The most powerful of these is a set of all human exons—from all 20,000 human genes. That allows the scientists to target every gene in one experiment. “The power of using next-generation sequencing and the richness of the information that we’re getting now, in an almost routine way, is impressive,” adds Dr. Gabriel. “There’s still a long way to go to really work out the best and most sensitive and specific analysis. I think that some of the errors that are created in this data are still poorly understood. One of the main challenges right now is increasing the accuracy of our interpretation of data.”
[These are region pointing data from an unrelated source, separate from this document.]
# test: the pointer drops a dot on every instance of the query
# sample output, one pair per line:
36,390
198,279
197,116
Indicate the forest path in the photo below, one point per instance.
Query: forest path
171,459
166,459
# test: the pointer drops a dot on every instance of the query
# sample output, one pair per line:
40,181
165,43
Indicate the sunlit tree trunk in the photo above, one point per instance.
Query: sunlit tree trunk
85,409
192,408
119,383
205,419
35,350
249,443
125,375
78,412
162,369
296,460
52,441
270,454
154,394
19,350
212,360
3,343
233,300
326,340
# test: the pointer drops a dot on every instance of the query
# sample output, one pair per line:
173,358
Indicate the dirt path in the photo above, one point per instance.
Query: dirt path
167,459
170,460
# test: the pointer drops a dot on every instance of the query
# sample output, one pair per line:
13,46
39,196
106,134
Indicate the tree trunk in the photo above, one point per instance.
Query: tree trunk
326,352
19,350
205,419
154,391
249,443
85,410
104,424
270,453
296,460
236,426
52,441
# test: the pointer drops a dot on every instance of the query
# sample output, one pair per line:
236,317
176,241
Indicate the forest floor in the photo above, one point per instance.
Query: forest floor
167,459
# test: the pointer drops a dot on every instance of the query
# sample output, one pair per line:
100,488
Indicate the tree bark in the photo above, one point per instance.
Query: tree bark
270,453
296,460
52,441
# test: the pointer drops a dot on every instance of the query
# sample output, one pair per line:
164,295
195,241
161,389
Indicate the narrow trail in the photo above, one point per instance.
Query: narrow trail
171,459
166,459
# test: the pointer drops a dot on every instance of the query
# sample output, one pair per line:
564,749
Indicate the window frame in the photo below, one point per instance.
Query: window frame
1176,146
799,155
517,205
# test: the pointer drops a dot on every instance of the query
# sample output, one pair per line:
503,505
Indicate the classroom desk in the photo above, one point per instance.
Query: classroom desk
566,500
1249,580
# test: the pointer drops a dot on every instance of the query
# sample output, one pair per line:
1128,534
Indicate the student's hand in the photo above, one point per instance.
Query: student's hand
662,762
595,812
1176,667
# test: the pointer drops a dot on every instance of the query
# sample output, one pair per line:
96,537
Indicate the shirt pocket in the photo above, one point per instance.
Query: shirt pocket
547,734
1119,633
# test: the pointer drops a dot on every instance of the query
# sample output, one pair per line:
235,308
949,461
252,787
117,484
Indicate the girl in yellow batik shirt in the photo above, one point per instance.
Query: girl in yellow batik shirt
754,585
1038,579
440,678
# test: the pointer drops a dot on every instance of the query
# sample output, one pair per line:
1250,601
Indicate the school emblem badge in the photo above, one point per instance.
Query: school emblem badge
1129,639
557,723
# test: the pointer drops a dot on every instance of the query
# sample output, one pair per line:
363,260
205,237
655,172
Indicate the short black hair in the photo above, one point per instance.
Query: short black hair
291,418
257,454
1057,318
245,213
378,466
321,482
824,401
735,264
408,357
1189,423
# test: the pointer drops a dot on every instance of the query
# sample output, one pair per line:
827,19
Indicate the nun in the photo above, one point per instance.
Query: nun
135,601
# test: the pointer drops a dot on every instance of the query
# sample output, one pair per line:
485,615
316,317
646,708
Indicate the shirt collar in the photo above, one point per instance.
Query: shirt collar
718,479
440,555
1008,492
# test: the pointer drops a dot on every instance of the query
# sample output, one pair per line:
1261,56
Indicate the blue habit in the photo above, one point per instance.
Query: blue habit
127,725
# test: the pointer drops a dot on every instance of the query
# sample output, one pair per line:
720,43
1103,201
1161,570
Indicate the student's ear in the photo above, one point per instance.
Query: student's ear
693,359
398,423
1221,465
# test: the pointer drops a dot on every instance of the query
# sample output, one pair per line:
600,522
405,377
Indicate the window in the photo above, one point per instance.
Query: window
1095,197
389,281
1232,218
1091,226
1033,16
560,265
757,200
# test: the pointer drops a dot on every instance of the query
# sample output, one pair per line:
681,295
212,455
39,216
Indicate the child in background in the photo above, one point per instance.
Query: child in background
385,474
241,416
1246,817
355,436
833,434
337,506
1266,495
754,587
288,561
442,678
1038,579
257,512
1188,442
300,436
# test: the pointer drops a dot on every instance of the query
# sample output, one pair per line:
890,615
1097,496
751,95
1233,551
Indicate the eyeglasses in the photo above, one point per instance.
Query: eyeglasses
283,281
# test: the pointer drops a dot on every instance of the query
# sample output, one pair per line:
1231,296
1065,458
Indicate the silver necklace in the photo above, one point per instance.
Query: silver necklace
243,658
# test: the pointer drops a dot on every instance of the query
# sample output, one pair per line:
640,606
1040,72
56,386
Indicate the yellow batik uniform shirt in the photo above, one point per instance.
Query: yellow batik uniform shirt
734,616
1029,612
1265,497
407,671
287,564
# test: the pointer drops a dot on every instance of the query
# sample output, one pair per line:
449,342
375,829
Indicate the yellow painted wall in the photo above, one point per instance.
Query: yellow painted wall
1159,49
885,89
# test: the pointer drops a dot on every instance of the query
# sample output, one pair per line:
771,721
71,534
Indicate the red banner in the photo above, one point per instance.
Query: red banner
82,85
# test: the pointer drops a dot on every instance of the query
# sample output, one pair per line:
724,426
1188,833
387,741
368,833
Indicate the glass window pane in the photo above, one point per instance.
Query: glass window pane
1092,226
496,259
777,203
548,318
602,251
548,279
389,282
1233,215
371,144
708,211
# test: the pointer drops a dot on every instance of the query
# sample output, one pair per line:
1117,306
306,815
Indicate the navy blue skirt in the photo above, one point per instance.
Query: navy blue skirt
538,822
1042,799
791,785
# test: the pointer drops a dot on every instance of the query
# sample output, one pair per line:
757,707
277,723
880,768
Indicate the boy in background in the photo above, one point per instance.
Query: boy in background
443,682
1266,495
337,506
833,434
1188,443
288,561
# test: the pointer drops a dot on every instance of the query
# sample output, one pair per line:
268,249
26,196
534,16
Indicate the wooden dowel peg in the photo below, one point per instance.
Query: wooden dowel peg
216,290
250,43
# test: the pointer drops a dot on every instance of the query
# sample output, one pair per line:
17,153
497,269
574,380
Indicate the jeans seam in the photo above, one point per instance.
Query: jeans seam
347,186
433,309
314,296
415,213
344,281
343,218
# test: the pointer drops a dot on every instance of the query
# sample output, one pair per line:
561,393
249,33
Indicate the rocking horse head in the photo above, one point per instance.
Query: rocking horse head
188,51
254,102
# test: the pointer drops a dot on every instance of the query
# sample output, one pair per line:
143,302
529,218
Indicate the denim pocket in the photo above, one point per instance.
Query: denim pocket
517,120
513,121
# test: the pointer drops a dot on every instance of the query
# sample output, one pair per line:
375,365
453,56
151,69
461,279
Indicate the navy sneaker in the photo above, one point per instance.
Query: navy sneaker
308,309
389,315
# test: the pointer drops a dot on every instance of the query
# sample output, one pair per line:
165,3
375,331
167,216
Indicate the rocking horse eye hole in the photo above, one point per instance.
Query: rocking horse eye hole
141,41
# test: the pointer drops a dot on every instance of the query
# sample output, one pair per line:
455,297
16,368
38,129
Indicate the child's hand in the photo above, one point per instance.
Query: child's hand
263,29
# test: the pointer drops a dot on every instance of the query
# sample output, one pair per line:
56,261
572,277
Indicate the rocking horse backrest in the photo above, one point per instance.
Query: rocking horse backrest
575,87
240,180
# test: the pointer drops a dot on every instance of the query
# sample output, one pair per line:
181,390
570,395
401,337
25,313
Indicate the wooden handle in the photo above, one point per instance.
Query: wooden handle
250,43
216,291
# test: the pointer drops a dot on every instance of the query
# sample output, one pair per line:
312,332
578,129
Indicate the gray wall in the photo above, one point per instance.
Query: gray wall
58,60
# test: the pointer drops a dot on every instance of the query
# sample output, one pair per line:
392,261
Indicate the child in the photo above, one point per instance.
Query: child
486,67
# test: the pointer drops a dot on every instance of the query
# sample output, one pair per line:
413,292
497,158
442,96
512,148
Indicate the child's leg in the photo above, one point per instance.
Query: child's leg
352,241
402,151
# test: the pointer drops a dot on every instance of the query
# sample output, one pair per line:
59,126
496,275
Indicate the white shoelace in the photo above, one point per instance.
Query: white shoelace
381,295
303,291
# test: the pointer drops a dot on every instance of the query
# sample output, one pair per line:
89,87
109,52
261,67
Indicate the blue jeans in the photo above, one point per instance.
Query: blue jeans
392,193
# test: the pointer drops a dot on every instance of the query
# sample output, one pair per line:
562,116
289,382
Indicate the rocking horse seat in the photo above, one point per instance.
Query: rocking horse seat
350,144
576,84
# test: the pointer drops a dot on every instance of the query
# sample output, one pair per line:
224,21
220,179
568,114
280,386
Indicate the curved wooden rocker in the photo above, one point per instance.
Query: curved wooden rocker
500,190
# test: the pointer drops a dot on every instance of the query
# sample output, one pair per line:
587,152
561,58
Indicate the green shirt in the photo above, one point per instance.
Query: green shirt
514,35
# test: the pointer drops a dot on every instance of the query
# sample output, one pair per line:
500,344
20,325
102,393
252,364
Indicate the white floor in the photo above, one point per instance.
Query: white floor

Matthew Ferber, Ph.D., is a codirector of the clinical molecular genetics laboratory at Mayo Clinic. His group is working on hereditary colon cancer. They start with 22 colon cancer genes on a Roche NimbleGen (Roche Applied Science) capture array, then elute the DNA and submit it for second-generation sequencing on the 454 and Solexa platforms.
The goal of this initial experiment was to compare the two platforms to see which is most useful for diagnostic purposes. “Each company right now has its strengths and weaknesses,” Dr. Ferber explains. Ultimately, the comparison seems pretty much a wash, and Dr. Ferber has not yet made a final decision.
“At the end of the day, the answer no clinical lab wants to hear is, you’ll have to sequence with both platforms to get a clear clinical picture. The economics of this for a clinical laboratory becomes untenable. There must be a convergence of the technology that allows for high throughput, short run time, long reads, all at an economical price.”
Second-generation sequencing has developed rapidly since its introduction in 2005. Now appearing in research, industrial, and clinical laboratories, it is finding new uses and new applications, and in some cases supplanting older technologies.